Workflow 2: High-Dimensional Data with Feature Selection

from sksurv.linear_model import CoxnetSurvivalAnalysis
from sklearn.model_selection import GridSearchCV
from sksurv.metrics import as_concordance_index_ipcw_scorer

# 1. Use penalized Cox for feature selection
estimator = CoxnetSurvivalAnalysis(l1_ratio=0.9)  # Lasso-like

# 2. Tune regularization with cross-validation
param_grid = {'alpha_min_ratio': [0.01, 0.001]}
cv = GridSearchCV(estimator, param_grid,
                  scoring=as_concordance_index_ipcw_scorer(), cv=5)
cv.fit(X, y)

# 3. Identify selected features
best_model = cv.best_estimator_
selected_features = np.where(best_model.coef_ != 0)[0]
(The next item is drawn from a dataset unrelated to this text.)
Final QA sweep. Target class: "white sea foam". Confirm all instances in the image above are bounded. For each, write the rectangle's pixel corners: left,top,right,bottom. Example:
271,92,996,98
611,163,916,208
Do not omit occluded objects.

Workflow 3: Ensemble Method for Maximum Performance

from sksurv.ensemble import GradientBoostingSurvivalAnalysis
from sklearn.model_selection import GridSearchCV

# 1. Define parameter grid
param_grid = {
    'learning_rate': [0.01, 0.05, 0.1],
    'n_estimators': [100, 200, 300],
    'max_depth': [3, 5, 7]
}

# 2. Grid search
gbs = GradientBoostingSurvivalAnalysis()
cv = GridSearchCV(gbs, param_grid, cv=5,
                  scoring=as_concordance_index_ipcw_scorer(), n_jobs=-1)
cv.fit(X_train, y_train)

# 3. Evaluate best model
best_model = cv.best_estimator_
risk_scores = best_model.predict(X_test)
c_index = concordance_index_ipcw(y_train, y_test, risk_scores)[0]

Workflow 4: Comprehensive Model Comparison

from sksurv.linear_model import CoxPHSurvivalAnalysis
from sksurv.ensemble import RandomSurvivalForest, GradientBoostingSurvivalAnalysis
from sksurv.svm import FastSurvivalSVM
from sksurv.metrics import concordance_index_ipcw, integrated_brier_score

# Define models
models = {
    'Cox': CoxPHSurvivalAnalysis(),
    'RSF': RandomSurvivalForest(n_estimators=100, random_state=42),
    'GBS': GradientBoostingSurvivalAnalysis(random_state=42),
    'SVM': FastSurvivalSVM(random_state=42)
}

# Evaluate each model
results = {}
for name, model in models.items():
    model.fit(X_train_scaled, y_train)
    risk_scores = model.predict(X_test_scaled)
    c_index = concordance_index_ipcw(y_train, y_test, risk_scores)[0]
    results[name] = c_index
    print(f"{name}: C-index = {c_index:.3f}")

# Select best model
best_model_name = max(results, key=results.get)
print(f"\nBest model: {best_model_name}")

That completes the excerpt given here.